Under the global section, each product area (Analytics, Guides, etc) has its own section which includes:
- North star metric: This is the high-level goal for the entire product area, like “Increase the number of Monthly Active Enterprise Users in Pendo” or the WAU/MAU stickiness metric.
- 3-4 key drivers: Since the North Star metric is usually a lagging indicator and we don’t expect it to change drastically from week to week, we also include key leading indicators that are predictive of success. These metrics are chosen specifically for their ability to impact the North Star metric over time and are usually quarterly targets for product teams.
- Key recent launches: Early signals of performance from new features. This section is built around the same STARS framework that we used for betas in the previous section.

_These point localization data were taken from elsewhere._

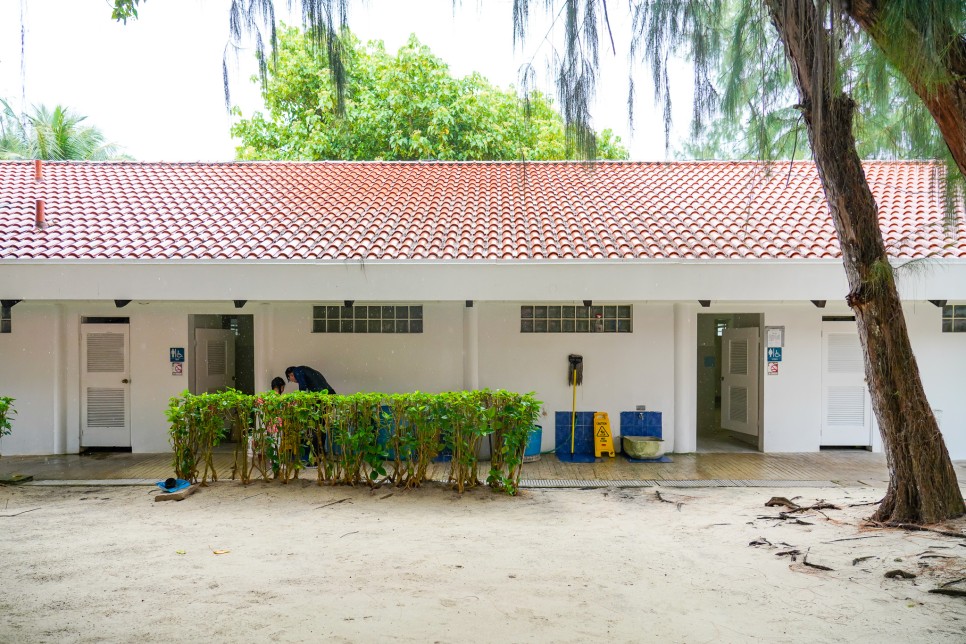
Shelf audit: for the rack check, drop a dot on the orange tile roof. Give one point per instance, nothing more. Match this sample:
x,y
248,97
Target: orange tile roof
x,y
472,211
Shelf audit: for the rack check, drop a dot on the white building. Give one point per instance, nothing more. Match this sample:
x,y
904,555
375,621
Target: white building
x,y
463,275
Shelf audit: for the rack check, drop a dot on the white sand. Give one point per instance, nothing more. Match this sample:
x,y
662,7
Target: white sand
x,y
313,564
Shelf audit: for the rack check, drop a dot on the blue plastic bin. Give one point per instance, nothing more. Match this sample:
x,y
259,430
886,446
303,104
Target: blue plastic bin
x,y
534,445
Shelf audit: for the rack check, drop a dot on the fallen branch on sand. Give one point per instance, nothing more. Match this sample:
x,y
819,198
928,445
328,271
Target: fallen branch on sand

Tips to ensure your dashboards actually get used
There are plenty of ways to approach dashboards at all levels of your product team. Here’s why these are effective for our leadership team:
- Purpose-built dashboards: Each dashboard maps to specific, recurring leadership decisions.
- Embedded within workflows: They’re reviewed during our two-hour SPLT meetings every week—rarely with exceptions.
- Backed by depth: Each view links out to our more detailed analytics dashboards when deeper exploration is needed.
- Maintained by Product Ops: We keep it lean and focused. Product Ops curates the view so leaders can stay focused on direction.
- Support autonomy: These dashboards complement, not replace, the deep analytics owned by each product team.
Getting started at your company
The Product Ops team’s goal wasn’t to reduce the number of dashboards we use. Rather, we wanted to elevate the visibility of what’s impacting business outcomes, with the right level of detail for our leadership team.
To do the same at your company, follow these 4 steps:
- Start by auditing which metrics your leadership is missing in their existing meeting cadence.
- Identify the key decisions leaders make every week or quarter.
- Build dashboards that speak directly to those needs.
- Embed dashboard reviews into existing meetings. This is key!
Getting to this point took iteration. Here’s what we learned, and a few tips to make this work for your own team:
- Focus on what’s essential, not exhaustive. When reporting across many products, curation is key to keep maintenance low and clarity high.
- Executive sponsorship is key. Without buy-in and regular use, dashboards gather dust.
- Templates create consistency. Each product team aligns to a similar reporting structure, so leadership isn’t comparing apples to oranges.
- Automation is here to help. We use Airtable notifications to trigger dashboard updates. For example, when a L1 or L2 launch reaches GA, Product Ops gets a notification to move the relevant widgets from the beta dash over to the launches dash.
- Quarterly tune-ups keep things relevant. Because dashboards evolve with business priorities, we review and refine them with leadership every quarter.
Pick the leadership pain point that causes the most confusion or delay, and build your first dashboard to solve for that. Good luck, and happy reporting!